Ces ailettes hélicoïdales furent utilisées rapidement pour les radiateurs de chauffage central, et leur technique de fabrication fut facilement transposée aux
résistances blindées.

 

 

1927 Brevet de James Gannon

Le 8 Décembre 1927 James E.
Gannon, de l’American Electric
Heating Company, présenta le
premier radiateur électrique utilisant des ailettes rectangulaires serties sur un élément blindé en épingle (Brevet US1788516 A).

 

 

 

 

 

1932 Radiateur utilisant des résistances à ailettes Als thom enroulée en spirale (Document Ultimheat Museum)

Les évolutions techniques depuis les années 1930 ont été principalement axées sur l’amélioration de la qualité
des poudres de magnésie, des fils résistifs, et dans l’apparition des tubes métalliques à forte tenue à la chaleur et à la corrosion (Entre autres, les aciers
inoxydables 304, 321, 316 et Incolloy 800, 840, 825).
L’arrivée des alliages Fer Chrome Aluminium en 1931, inventés par Hans Von Kantsow en Suède (qui créa la
société Kanthal, acronyme formé de son nom et d’Aluminium), permit de réaliser des fils chauffants ayant une tenue en température encore plus élevée que le Nickel Chrome et résistant bien à la corrosion. Ces fils sont maintenant un standard des résistances à haute température.

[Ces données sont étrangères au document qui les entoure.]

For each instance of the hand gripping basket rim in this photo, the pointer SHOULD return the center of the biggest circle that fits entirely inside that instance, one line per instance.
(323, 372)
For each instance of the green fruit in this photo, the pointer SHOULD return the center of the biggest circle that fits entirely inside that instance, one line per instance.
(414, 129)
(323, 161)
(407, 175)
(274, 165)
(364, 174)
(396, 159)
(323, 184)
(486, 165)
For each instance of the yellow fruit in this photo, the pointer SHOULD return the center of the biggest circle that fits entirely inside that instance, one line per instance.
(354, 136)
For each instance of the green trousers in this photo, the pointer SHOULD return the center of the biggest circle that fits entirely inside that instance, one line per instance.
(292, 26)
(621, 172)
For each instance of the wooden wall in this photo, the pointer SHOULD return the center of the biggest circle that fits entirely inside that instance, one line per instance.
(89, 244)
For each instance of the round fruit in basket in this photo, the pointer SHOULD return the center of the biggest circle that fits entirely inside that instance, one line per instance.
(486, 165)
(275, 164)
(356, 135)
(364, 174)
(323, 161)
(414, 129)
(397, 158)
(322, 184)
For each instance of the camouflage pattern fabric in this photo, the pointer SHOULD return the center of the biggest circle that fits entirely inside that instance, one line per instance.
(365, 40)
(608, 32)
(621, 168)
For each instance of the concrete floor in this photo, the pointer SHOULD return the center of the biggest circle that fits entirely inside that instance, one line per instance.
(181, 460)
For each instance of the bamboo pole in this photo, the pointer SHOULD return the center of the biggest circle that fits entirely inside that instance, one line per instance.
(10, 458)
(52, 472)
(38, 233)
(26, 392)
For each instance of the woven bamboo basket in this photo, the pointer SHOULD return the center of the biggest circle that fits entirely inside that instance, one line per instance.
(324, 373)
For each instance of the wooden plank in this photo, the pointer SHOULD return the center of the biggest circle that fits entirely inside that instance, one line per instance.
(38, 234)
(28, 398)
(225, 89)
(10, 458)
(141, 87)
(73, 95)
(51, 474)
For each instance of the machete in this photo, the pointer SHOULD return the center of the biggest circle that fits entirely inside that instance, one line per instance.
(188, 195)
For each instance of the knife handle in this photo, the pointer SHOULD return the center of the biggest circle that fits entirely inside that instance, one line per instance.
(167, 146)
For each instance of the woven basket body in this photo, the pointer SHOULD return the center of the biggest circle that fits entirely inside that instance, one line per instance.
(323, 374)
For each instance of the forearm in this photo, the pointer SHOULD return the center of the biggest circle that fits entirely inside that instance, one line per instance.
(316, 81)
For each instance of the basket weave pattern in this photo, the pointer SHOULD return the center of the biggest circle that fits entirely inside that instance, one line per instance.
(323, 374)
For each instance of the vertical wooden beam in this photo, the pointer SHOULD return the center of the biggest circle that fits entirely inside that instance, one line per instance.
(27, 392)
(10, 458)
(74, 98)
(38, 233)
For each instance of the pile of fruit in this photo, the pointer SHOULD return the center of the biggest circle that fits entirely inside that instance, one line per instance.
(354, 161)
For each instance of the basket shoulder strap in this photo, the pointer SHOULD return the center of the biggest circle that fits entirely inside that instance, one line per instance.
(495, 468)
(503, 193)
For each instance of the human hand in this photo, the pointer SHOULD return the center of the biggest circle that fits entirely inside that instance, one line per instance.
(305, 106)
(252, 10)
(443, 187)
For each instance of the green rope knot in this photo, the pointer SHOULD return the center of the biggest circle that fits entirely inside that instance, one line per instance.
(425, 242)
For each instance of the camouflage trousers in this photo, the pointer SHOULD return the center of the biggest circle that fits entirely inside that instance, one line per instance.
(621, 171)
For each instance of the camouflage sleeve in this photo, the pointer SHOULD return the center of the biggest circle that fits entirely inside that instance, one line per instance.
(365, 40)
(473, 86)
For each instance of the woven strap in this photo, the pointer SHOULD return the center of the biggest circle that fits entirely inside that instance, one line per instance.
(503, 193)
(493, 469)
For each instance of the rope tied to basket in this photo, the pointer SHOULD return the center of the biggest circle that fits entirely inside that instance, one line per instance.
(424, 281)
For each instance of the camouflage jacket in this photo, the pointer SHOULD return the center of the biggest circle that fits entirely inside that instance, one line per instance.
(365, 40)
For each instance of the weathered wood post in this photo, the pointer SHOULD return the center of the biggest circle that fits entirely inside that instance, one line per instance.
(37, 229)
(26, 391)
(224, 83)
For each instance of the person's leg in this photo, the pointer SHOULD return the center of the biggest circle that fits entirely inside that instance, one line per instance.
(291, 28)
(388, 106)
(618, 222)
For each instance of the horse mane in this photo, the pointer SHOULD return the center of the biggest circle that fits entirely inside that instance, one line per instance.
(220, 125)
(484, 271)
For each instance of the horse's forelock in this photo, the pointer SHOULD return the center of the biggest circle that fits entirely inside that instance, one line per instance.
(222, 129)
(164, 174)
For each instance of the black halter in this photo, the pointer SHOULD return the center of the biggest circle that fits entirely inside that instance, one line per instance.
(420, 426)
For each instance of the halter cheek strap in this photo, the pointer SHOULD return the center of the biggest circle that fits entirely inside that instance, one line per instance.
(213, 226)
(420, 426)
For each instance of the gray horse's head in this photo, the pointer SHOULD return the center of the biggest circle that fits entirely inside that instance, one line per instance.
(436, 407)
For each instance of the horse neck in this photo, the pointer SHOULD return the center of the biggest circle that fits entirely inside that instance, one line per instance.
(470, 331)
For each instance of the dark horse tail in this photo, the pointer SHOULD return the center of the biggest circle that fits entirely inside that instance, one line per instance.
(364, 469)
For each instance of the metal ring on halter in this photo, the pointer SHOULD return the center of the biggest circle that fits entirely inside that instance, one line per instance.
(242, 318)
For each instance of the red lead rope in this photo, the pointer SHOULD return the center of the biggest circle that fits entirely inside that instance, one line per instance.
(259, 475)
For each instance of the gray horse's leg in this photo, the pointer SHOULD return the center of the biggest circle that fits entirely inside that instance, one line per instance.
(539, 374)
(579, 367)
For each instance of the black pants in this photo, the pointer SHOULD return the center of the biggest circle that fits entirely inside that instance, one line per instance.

1939 Résistances chauffantes Calrod en acier inoxydable (document Ultimheat Museum)

 

Après une période d’interdiction d’utiliser l’électricité pour le chauffage, imposée en 1941, virent le jour en France à partir de 1945, plusieurs constructeurs d’éléments blindés tels
que Métanic, Rubanox, Spirox.
La technologie et les recherches portèrent alors sur l’étanchéité des extrémités des tubes, car les propriétés hydrophiles de la magnésie lui font lentement perdre ses propriétés isolantes. Le développement des résines silicone (1945-1950) puis des résines époxydes (1955-57) ont grandement amélioré ce point critique.
Depuis cette période, il y eut peu d’évolution dans le concept de fabrication des éléments blindés, et les améliorations apparurent principalement dans la qualité des matières premières utilisées, et des nouveaux alliages réfractaires et inoxydables utilisés pour les tubes métalliques et les fils chauffants.
L’évolution et la démocratisation des appareils permettant de réaliser des éléments frittés en carbure de silicium, ainsi que les tubes et barres en quartz ont permis de réaliser des éléments radiants dans l’infrarouge avec un rendement très élevé.